I'm yet to research more into Autism, but for now I would love to speak to other parents, even other people with ASD.
Thank you for reading, Nx
Hi,
We had a diagnosis for my son at the age of 2. Your story sounds so similar to mine. My son is now 3 n a half and he does all what you have explained. He has no speech and no hand gestures. Once you get the diagnosis you can get all the professionals involved And we are in the process of trying to get everything we need to get him in a good school and he is currently in a pre school and has a one to one teacher Aswell. My son has speech therapy and we have an advisory team that comes and sees us regularly, also have an occupational therapist and attend support groups. It can be so difficult but I honestly believe getting a diagnosis early is the best.
Good luck on your journey xxx
Hi Natalie
I could of written your post for myself, I'm 27 and my gorgeous boy is 20months.
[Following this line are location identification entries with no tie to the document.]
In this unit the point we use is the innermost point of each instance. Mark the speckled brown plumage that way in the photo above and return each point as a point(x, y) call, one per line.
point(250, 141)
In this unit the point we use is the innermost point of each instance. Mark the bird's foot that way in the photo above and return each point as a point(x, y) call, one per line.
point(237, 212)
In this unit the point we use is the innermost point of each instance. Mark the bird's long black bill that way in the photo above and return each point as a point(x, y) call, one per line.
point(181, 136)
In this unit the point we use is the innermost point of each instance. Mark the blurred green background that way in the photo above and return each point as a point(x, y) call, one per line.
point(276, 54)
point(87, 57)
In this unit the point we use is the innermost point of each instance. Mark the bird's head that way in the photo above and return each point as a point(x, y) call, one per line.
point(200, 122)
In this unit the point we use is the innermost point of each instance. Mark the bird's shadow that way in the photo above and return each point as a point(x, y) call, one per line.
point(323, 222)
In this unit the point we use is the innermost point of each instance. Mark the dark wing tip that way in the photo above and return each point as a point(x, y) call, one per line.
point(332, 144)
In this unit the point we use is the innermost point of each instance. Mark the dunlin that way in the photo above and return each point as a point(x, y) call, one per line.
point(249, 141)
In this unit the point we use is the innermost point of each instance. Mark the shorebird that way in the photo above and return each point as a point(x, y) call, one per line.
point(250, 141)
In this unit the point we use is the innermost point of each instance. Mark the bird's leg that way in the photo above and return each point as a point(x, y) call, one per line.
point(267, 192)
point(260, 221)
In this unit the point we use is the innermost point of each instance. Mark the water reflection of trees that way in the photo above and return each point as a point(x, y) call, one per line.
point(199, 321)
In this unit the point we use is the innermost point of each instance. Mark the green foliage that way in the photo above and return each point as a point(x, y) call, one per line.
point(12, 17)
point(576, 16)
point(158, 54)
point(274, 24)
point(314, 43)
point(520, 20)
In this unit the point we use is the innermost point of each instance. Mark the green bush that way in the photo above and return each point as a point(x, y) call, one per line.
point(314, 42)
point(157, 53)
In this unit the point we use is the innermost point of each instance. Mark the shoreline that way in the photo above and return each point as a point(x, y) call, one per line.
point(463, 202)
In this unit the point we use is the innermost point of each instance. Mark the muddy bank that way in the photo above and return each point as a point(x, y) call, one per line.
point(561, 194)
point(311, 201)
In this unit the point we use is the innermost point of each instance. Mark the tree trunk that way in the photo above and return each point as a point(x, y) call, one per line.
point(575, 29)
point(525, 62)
I suspected something different with him at 8months old, he had the same symptoms as your boy only instead of being a smiley baby he was very grisly& frustrated. I did let my health visitor know my concerns when my little one reached 12months but I was told I was worrying over nothing! Now we're under a paediatrician who specialises in autism and he said we are on our way to a diagnosis. As my boy is so young it will take some more time&appoinments for the official diagnpsis but i already know he will be somewhere on the spectrum and the paediatrician has said this too. We have also started private therapy at a lovely clinic and our paediatriciam has refered us to speech therapy.
I have got myself into some states wondering how, why me and my boy but most of it is in my head! I enjoy him so much, he may be different to my friends children but he is prefect in my eyes and is his own little character. i just focus on all I can do to help my little one now and in the future Xx
Hi Leyton's mum
You have a diagnosis which means you know what you are dealing with and can start to look at support. There is a process to go through which is quite natural when your child is first diagnosed which includes the fear and uncertainty that you are feeling. We gave ourselves time to adjust to the idea for a while (your little boy is the same lovely little being he always was...nothing has changed there) and then I started to get proactive...reading, meeting people, talking to people online and researching what support we could get. Now each day is a new day and desite any challenges your little boy has he will continue to make you smile, amaze you and make your heart swell with pride just as any neuro typical child would.
I am no expert by any means...just another parent (grandparent and legal guardian actually) who has been through a similiar process to you and I can only tell you what I have experienced in the hope that something might be of use to you.